Cerebral Microbleeds as Biomarker for Hemorrhage Risk in Anticoagulated AFib
The risk for ischemic stroke is significantly increased in individuals with atrial fibrillation, and anticoagulation also confers risk for intracranial hemorrhage.
The presence of cerebral microbleeds may predict the risk of symptomatic intracranial hemorrhage in patients with atrial fibrillation who have received anticoagulation therapy following an ischemic stroke or transient ischemic attack (TIA). Additionally, a combined prediction model consisting of the HAS-BLED [hypertension, abnormal renal/liver function, stroke, bleeding history or predisposition, labile international normalized ratio, elderly, drug/alcohol use] clinical bleeding risk score, presence of cerebral microbleeds, anticoagulant type, and diabetes status can also predict symptomatic intracranial hemorrhage risk in these patients. These results were reported in an observational study published in Lancet Neurology,
Researchers enrolled hospitalized adult patients with atrial fibrillation who had received a vitamin K antagonist or direct oral anticoagulant following an ischemic stroke or TIA (N=1490). Patients were followed for ≤24 months, with follow-up data obtained via general practitioner and patient postal questionnaires, hospital visits, telephone interviews, and National Health Service digital data on hospital admissions or mortality.

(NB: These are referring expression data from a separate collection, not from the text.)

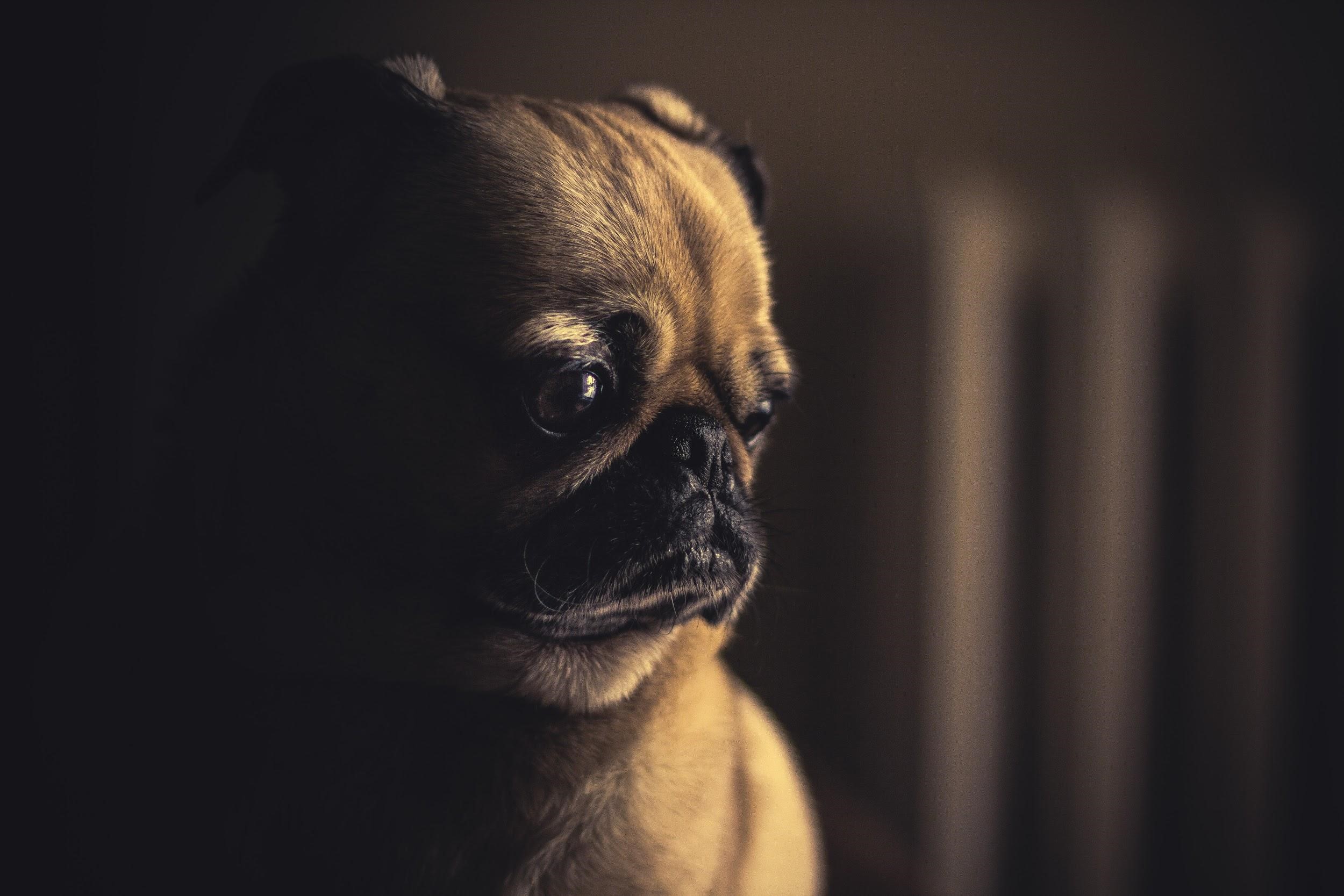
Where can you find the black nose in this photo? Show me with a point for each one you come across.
(694, 441)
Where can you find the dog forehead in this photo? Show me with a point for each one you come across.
(600, 213)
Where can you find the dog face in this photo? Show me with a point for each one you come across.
(527, 359)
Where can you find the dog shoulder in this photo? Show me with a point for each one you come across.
(783, 854)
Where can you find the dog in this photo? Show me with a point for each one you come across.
(464, 476)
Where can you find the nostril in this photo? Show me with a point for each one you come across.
(682, 449)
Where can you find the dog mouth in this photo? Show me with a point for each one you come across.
(584, 572)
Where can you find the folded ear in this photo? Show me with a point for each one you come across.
(670, 111)
(316, 125)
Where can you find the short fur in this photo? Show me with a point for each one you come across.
(367, 496)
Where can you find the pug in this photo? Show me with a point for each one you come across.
(466, 477)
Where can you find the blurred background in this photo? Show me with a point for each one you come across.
(1055, 593)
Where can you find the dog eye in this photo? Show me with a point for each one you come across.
(562, 398)
(754, 422)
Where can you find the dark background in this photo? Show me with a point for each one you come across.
(869, 116)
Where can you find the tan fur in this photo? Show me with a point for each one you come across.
(660, 773)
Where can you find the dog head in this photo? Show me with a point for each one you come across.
(506, 371)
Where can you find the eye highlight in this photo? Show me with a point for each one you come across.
(562, 399)
(756, 422)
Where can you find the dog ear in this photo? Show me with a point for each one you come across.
(674, 113)
(318, 124)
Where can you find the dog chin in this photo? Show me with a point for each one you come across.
(699, 582)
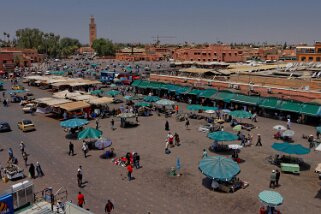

The primary outcome was identified as the occurrence of a symptomatic intracranial hemorrhage prior to the final 24-month follow-up. The investigators compared patients with cerebral microbleeds (n=311) vs those without (n=1179) in terms of the rates of intracranial hemorrhage.
The majority of study participants took a vitamin K antagonist vs a direct oral anticoagulant (62% vs 37%, respectively). Among the enrolled patients who had follow-up data available (n=1447), the rates of symptomatic intracranial hemorrhage were 9.8 per 1000 patient-years (95% CI, 4.0-20.3) vs 2.6 per 1000 patient-years (95% CI, 1.1-5.4) in patients with vs without cerebral microbleeds, respectively (adjusted hazard ratio 3.67; 95% CI, 1.27-10.60).
Prediction models that incorporated the HAS-BLED clinical bleeding risk score and the presence of cerebral microbleeds (C-index 0.66; 95% CI, 0.53-0.80) as well as models using cerebral microbleeds, diabetes status, the type of anticoagulant used, and the HAS-BLED score (C-index 0.74; 95% CI, 0.60-0.88) provided significantly greater prediction value for the primary outcome than use of the HAS-BLED score alone (C-index 0.66; 95% CI, 0.53-0.80) (difference in C-index 0.25; 95% CI, 0.07-0.43, P =.0065 and 0.33; 95% CI, 0.14-0.51, P =.00059, respectively).
The findings from the study may hold limited generalizability across centers that primarily use direct oral anticoagulants, considering most of the study participants were administered vitamin K antagonists.
Overall, the researchers believe their findings may ultimately improve “the predictive ability of clinical risk scores for intracranial haemorrhage — a potentially deadly complication of oral anticoagulation — which could help clinicians and patients to make better informed anticoagulation decisions.”
Wilson D, Ambler G, Shakeshaft C, et al; on behalf of the CROMIS-2 collaborators. Cerebral microbleeds and intracranial haemorrhage risk in patients anticoagulated for atrial fibrillation after acute ischaemic stroke or transient ischaemic attack (CROMIS-2): a multicentre observational cohort study. Lancet Neurol. 2018;17(6):539-547.